The escape scene from the island shouldn’t be too burdensome.  A boat/corvette… guard outfits (even ill-fitting ones)… the Warden’s body (hopefully alive) and papers… a simple con to get out of there in the chaos.

The last thing the prison gives the PC’s should be an indefinite Madness.  A new flaw on top of their normal one.  A new way to get Inspiration.  They spent half a decade in that place–and lost their minds and got mutilated, still bearing the scars (and always will).  They’ll have some quirks and depressions that will haunt them forever.

The next plots can be about a bunch of stuff:

  • Why is this horrible person, this threat to the kingdom’s line of succession and war criminal who is supposed to be locked away in the dark… why is he running the prison?
  • What repercussions will there be from the jailbreak either in the form of officials looking for the PC’s or the countryside filled with horrible super-criminals?  Both?
  • If the PC’s deliver the Prince, what’s going to happen?  Is the whole thing a ruse by the Prince’s followers on the outside to raise him to power?  Is it a ruse by the royal family to kill him, now that he’s no longer safely locked away?  How are the PC’s seen in this?

And a big one:

What is life like now, for the PC’s?  Personally?  They’ve been in a dark place.  The world should be rich and vibrant in ways they never appreciated.  Describe how good food tastes.  How heady the ale is.  How pretty the girls are.  How warm the sun is.  How cool the breeze.  How the chatter of men laughing at a joke in the inn is uplifting.

In my game, the PC’s did this as a service to their city-state–an act of Mossad-cheering-crowdlike national duty–they’re coming home (far too late, but welcome) to a hero’s return.

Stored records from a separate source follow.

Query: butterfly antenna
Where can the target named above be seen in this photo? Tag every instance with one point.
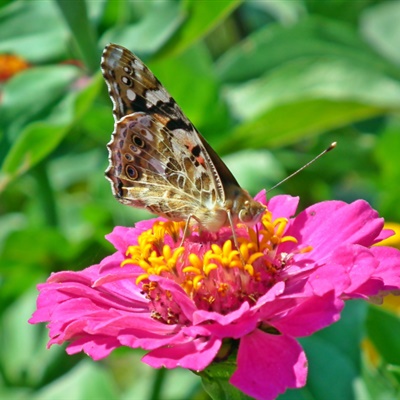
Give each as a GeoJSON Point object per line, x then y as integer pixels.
{"type": "Point", "coordinates": [331, 147]}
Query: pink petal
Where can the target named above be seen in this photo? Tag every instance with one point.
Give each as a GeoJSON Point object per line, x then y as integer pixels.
{"type": "Point", "coordinates": [196, 354]}
{"type": "Point", "coordinates": [312, 314]}
{"type": "Point", "coordinates": [389, 266]}
{"type": "Point", "coordinates": [326, 225]}
{"type": "Point", "coordinates": [268, 365]}
{"type": "Point", "coordinates": [283, 206]}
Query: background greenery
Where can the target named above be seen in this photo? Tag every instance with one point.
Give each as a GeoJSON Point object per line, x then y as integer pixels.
{"type": "Point", "coordinates": [268, 83]}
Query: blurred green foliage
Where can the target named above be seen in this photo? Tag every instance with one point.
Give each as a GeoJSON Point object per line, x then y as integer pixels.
{"type": "Point", "coordinates": [268, 83]}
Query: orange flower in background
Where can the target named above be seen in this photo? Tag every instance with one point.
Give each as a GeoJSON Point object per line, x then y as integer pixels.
{"type": "Point", "coordinates": [10, 65]}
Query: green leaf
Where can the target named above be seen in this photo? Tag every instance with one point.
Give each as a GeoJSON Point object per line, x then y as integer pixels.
{"type": "Point", "coordinates": [383, 330]}
{"type": "Point", "coordinates": [32, 29]}
{"type": "Point", "coordinates": [263, 171]}
{"type": "Point", "coordinates": [31, 94]}
{"type": "Point", "coordinates": [87, 380]}
{"type": "Point", "coordinates": [276, 128]}
{"type": "Point", "coordinates": [201, 18]}
{"type": "Point", "coordinates": [151, 31]}
{"type": "Point", "coordinates": [275, 46]}
{"type": "Point", "coordinates": [76, 15]}
{"type": "Point", "coordinates": [314, 78]}
{"type": "Point", "coordinates": [308, 97]}
{"type": "Point", "coordinates": [380, 26]}
{"type": "Point", "coordinates": [40, 138]}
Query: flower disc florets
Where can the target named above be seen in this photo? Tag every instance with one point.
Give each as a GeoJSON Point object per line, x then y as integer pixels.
{"type": "Point", "coordinates": [213, 273]}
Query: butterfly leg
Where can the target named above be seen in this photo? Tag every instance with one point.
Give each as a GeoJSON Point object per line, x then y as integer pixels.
{"type": "Point", "coordinates": [187, 228]}
{"type": "Point", "coordinates": [235, 241]}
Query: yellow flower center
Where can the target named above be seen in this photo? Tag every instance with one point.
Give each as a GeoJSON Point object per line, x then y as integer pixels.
{"type": "Point", "coordinates": [215, 275]}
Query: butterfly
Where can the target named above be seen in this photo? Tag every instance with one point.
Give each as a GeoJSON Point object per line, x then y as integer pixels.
{"type": "Point", "coordinates": [159, 161]}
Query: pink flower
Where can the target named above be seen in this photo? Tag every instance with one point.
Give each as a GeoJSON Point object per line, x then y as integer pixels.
{"type": "Point", "coordinates": [182, 302]}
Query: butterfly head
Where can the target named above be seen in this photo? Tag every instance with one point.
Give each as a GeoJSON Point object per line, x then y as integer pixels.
{"type": "Point", "coordinates": [251, 212]}
{"type": "Point", "coordinates": [244, 208]}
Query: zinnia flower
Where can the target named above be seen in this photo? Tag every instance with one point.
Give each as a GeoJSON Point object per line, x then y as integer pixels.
{"type": "Point", "coordinates": [182, 299]}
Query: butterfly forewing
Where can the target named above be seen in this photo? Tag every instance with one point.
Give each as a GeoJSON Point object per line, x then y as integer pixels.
{"type": "Point", "coordinates": [158, 160]}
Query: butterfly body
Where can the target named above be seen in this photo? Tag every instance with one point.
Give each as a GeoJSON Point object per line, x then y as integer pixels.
{"type": "Point", "coordinates": [159, 161]}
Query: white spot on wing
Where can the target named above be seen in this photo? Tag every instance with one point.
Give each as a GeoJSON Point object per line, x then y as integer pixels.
{"type": "Point", "coordinates": [153, 96]}
{"type": "Point", "coordinates": [131, 94]}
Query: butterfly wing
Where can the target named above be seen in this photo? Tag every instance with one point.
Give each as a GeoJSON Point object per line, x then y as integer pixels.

Give them a HUGE hand on it.  The respect and adoration of others high up.  They’ll have done something nobody else does… spend five years in hell and live to tell about it.


One thought on “Adventures in the Prison of Dreadhold…

Add yours

  1. I’ve been planning to have my campaign’s final chapter this sort of Prison Break set in Eberron, just not as grim as you’ve plotted, since my players will have already 14th-level characters.

    But man, the descriptions on the environment will be SUPER HELPFUL. Thanks!